We have been fitting Nikasil alloy liners for about 10 years. The first ones were heat treated cast alloy (as strong as mild steel) but as numbers increased we couldn't cope with the quantities so now sub contract the production using an aerospace high silicon alloy that is even stronger.

Right from day one they have been fitted with a machined location for a top hat ring, converted to a closed deck design and featured increased coolant flow proportions (long before anyone knew about Porsche doing effectively the same for the Gen 2 engines years later).
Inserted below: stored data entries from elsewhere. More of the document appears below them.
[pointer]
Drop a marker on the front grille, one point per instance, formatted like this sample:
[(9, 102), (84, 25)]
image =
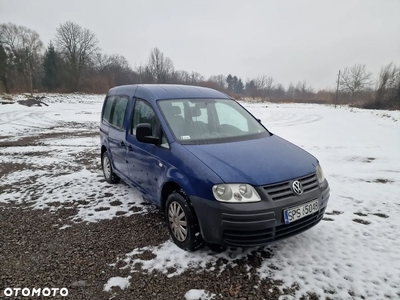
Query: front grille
[(283, 190), (250, 238)]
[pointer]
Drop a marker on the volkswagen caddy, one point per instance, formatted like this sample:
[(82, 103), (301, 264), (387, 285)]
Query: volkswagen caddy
[(216, 172)]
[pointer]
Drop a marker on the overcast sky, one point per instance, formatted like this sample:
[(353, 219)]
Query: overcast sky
[(289, 40)]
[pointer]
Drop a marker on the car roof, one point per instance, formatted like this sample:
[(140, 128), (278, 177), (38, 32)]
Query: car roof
[(153, 92)]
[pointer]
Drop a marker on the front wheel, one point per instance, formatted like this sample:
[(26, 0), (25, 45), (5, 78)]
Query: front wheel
[(108, 170), (182, 223)]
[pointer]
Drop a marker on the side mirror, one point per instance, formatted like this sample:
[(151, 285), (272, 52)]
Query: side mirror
[(144, 134)]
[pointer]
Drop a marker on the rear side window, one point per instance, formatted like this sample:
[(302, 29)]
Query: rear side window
[(144, 113), (119, 111), (107, 109)]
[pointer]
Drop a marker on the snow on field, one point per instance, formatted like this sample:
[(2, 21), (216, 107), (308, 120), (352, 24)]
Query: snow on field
[(194, 294), (351, 254), (122, 282)]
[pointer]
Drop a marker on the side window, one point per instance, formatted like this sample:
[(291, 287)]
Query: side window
[(119, 111), (229, 116), (107, 109), (144, 113)]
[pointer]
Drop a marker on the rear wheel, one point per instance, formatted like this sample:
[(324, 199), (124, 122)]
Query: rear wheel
[(182, 223), (107, 169)]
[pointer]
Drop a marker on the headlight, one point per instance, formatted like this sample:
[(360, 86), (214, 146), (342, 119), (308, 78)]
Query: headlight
[(320, 174), (235, 192)]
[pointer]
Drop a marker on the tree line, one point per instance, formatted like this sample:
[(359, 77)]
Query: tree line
[(73, 62)]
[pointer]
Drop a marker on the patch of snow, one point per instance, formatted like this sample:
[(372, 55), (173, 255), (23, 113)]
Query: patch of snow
[(194, 294), (122, 282)]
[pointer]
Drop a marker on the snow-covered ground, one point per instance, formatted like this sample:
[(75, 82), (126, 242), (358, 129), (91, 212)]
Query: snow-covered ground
[(353, 253)]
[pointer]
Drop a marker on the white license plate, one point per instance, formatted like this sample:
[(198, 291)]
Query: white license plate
[(301, 211)]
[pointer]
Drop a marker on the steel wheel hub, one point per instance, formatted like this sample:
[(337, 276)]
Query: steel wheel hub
[(177, 221)]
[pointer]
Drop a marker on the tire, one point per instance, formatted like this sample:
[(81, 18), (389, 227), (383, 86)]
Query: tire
[(108, 171), (179, 211)]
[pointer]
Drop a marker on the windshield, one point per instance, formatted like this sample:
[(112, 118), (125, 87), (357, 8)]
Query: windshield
[(200, 121)]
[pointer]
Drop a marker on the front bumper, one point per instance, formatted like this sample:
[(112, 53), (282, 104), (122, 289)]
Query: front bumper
[(255, 224)]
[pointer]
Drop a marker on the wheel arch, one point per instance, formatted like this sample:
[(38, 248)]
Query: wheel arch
[(168, 188)]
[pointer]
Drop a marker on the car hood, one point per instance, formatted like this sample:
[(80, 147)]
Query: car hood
[(257, 162)]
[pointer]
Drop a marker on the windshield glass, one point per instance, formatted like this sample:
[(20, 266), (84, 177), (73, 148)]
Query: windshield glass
[(199, 121)]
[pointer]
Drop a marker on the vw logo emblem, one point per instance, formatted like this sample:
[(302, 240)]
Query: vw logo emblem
[(297, 187)]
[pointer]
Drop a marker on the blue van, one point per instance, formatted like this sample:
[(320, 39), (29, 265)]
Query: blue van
[(218, 174)]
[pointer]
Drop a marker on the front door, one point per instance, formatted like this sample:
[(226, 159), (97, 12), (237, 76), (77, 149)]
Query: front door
[(116, 135), (146, 162)]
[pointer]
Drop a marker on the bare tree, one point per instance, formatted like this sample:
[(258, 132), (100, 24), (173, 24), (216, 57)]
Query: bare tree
[(389, 85), (219, 81), (77, 45), (160, 67), (355, 79), (25, 46), (264, 85)]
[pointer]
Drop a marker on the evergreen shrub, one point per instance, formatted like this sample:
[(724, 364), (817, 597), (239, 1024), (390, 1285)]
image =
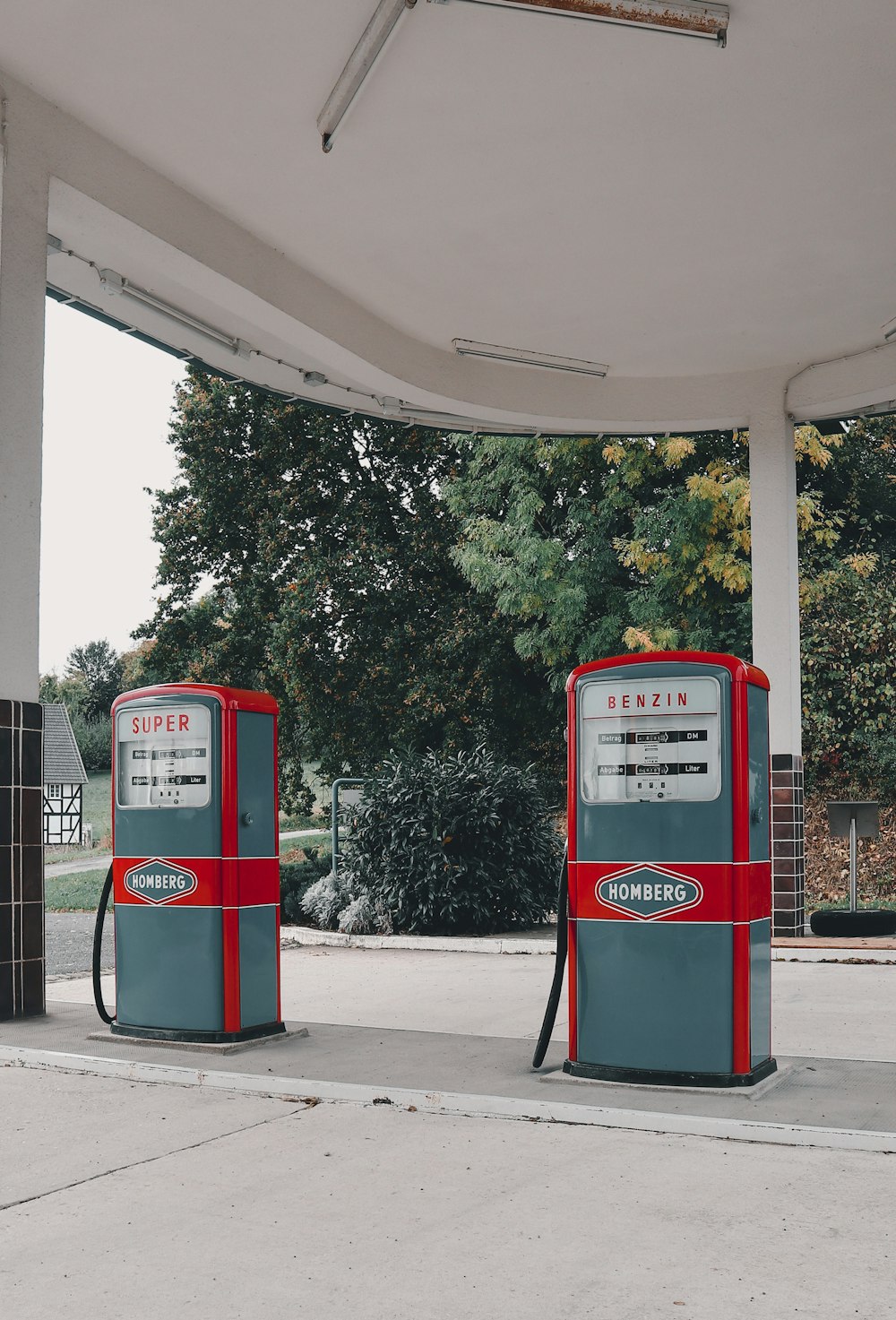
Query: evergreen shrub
[(454, 843), (296, 878)]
We didn't keep numbers initially and I don't have time now to trawl back but because we have a variety of alternative solutions to re-round existing Lokasil cylinders and convert to a closed deck (with additional coolant), or fitting our replacement cylinders (to anything from one to all 6 bores) and cover all models from Boxsters to 3.8 997's - exact numbers of engines are difficult to confirm.

We are currently doing 4 to 5 engines a week and I guess it must be well over a thousand engines and we know it is over 2000 liners by now.

We could easily fit ferrous liners if we thought they were suitable and if we had not received so many already fitted with them to re-manufacture again - but instead stuck with the best solution and invested in machinery, staff and organisation to keep the price competitive with inferior solutions.

We have fitted ferrous liners to other engines (for staff and friends) where the bores were smaller in diameter and the crankcase design more suitable but these crankcases are not ideal and create problems best avoided.

I am not familiar with the BMW engine but would be interested to know the type of construction and typical bore sizes.

I don't want to make an issue of numbers with competitors - we have always concentrated and what we do and not what others do and there are always alternatives and some good options available - but I do believe that some of our competitors are in single annual rebuild figures.

We could make oversized engines quite easily (already have some piston manufacturers in tow) but the overhanging rear crankshaft already causes flexing that can wear the rear main bearing prematurely under duress and in so doing starves the big ends of an oil supply sometimes resulting in a seized big end, a broken rod and a scrap engine. Furthermore usually a reliable but standard engine holds a better long term re-sale price and parts are always still available. We feel if you want a faster car the GT3 or Turbo are already designed for increased performance and do not have an overhanging crank flywheel end, but do have Nikasil alloy cylinders and higher cylinder coolant flow rate - so seem to us a better way to go together with improved suspension, braking and handling to suit the additional performance.

One final technical point I should make is that (like the GT3 and Turbo versions) our cylinders are not held in with a heavy interference fit. They don't need to be because the heat is generated from the inside and so the inside is always trying to maintain a fit with any exterior crankcase part as it expands and the top (where the coolant flows) is one solid alloy cylinder (also made with convoluted exterior to increase the surface area and compensate for the rather poor coolant flow. Even alloy liners in alloy or ferrous liners in alloy reduce the stiffness of the resulting mechanical bi-construction compared with a solid cylinder and any interference fit with different material results in differential expansion of both parts and changes in the fit. Without going into too much detail our cylinders are more like a free standing solid alloy cylinder (with a Nikasil bore finish) and as a result expansion and contraction is only influenced by engine temperature with no other interfering factors.

Baz

Thank you for the interesting posts Baz
Sounds like a lot in common with the foibles of MAN railway diesels in the 1960s/1970s

Just a quick thumbs up for Baz and the guys at Hartech My 2002 996 3.6 engine was rebuilt using a Hartech sleeved set of crankcases. They were extremely knowledgeable and helpful through a fairly stressful time. My car has since covered 4k miles and runs like a dream.